Our thinking about personal finance needs to catch up with our increasing lifespans.
Making it to your late 80s is now routine. New data from the Canadian Institute of Actuaries shows a 60-year-old man is projected to live another 27.3 years, which is 2.9 years more than previous estimates; the average woman of 60 has another 29.4 years – an increase of 2.7 years. Here are five financial realities of living longer:
1. Young adults may have to choose between a house and retirement
Today's college and university graduates are savvy enough about money to know they need to start saving as soon as they're able. Between student loans and a weak job market for young adults, that's not easy. But there's another issue that hasn't been much talked about: Should young people use their savings for the down payment on a home, or for retirement?
A typical reply would be that they should save for a house, then retirement. But with houses as expensive as they are now, there may not be much money for tax-free savings accounts and registered retirement savings plans after paying household expenses.
Future pay raises won't solve this problem. Today's home buyers will need their salary increases to cover higher mortgage costs once interest rates rise. Question for further study: Will renters enjoy a better retirement in the decades ahead than home owners?
2. The best careers offer a glide path into retirement
In a world where it's common to live to age 90, it will be common for people hitting the normal retirement age to work after stepping away from full-time employment. It may be the need to stay engaged that prompts people to seek work, or it could be insufficient retirement savings. Either way, they'll be seeking work or consulting opportunities that allow flexible hours and decent pay.
Retirement can be a time to reinvent yourself, but let's recognize that it will take years to get your new career going.
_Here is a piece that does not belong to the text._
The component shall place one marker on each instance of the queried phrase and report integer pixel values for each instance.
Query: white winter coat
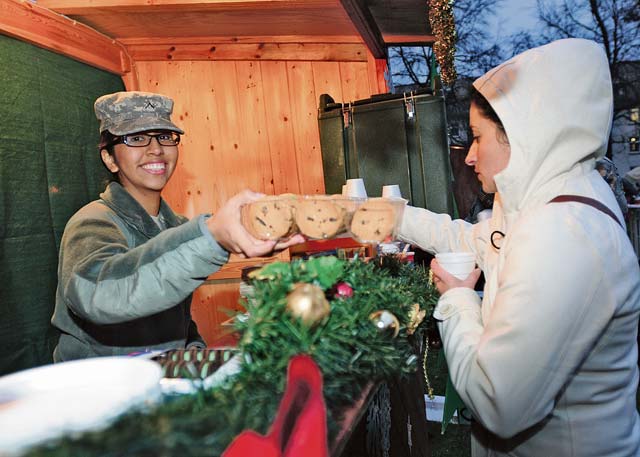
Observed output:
(547, 363)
The quickest way to find work in retirement is to draw upon your contacts at your old job or in your profession. Everyone 50 and older should be thinking about this.
3. The old "100 minus your age" formula for setting an allocation to stocks is dead
If you're 50, this formula would dictate that you have 50 per cent of your investment portfolio in stocks and 50 per cent in bonds. This may not be aggressive enough to build enough retirement savings to last 25 or 30 years after retiring at 65.
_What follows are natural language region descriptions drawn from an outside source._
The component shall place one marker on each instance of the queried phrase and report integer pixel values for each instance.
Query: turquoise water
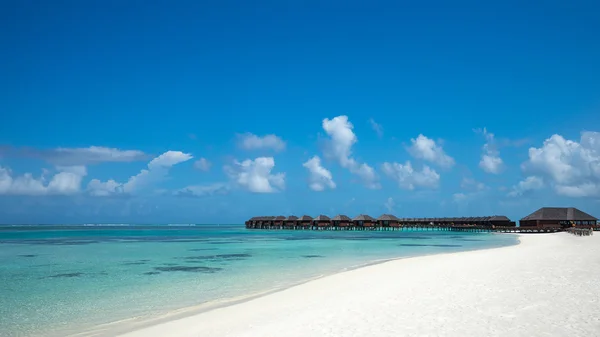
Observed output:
(55, 281)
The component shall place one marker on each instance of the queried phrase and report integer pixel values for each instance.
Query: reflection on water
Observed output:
(73, 277)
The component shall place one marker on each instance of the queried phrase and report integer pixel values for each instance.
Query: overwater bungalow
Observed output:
(305, 221)
(278, 221)
(558, 218)
(290, 222)
(322, 221)
(341, 221)
(388, 220)
(364, 220)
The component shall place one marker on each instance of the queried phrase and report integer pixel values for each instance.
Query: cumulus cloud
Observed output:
(531, 183)
(98, 188)
(66, 181)
(251, 141)
(79, 156)
(339, 148)
(376, 127)
(427, 149)
(255, 175)
(158, 169)
(409, 178)
(320, 177)
(460, 197)
(472, 185)
(202, 164)
(490, 157)
(389, 204)
(203, 190)
(572, 168)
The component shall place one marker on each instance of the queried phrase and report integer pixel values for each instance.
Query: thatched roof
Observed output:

A more effective way to divide up your portfolio would be to subtract your age from 110 to get your allocation to stocks. A case can even be made for using 120. Either way, many investors will have to find a way to get more comfortable with the stock market. Relying on bonds and guaranteed investment deposits likely won't get them where they need to go.
4. This is the dawning of the age of annuities
Sold by life insurance companies, annuities offer a lifelong stream of income. Money comes every month until you die, regardless of what the markets are doing. And yet, too many people give no serious thought to adding annuities to their mix of retirement investments.
Annuities may not produce the best possible return on your invested dollars, but they compensate with their zero-stress ownership experience. What a perfect complement to your more aggressive investment portfolio.
The insurance business seems ambivalent about annuities, maybe because agents make more money selling segregated funds and guaranteed minimum withdrawal products. But both individuals and advisers should give annuities more thought. That's especially true for people in families where there's a history of long lifespans.
5. You have no choice but to save more
Living longer puts a strain on your retirement savings that you can address in advance by working longer (see point No. 2), investing more aggressively (point No. 3), lowering your expectations for a retirement lifestyle or saving more. Plan to do some or all of these, but realize that saving more is the option that gives you the most freedom to do as you please.
Another reason to save more is that the government and employer role in paying for retirement is declining. That's not to say we won't get the payouts we expect, although you can't rule out anything. More likely are takeaways along the lines of what the federal government did in the 2012 budget to contain rising Old Age Security costs. Starting in 2023, the age at which OAS benefits begin starts to rise gradually to 67 from 65.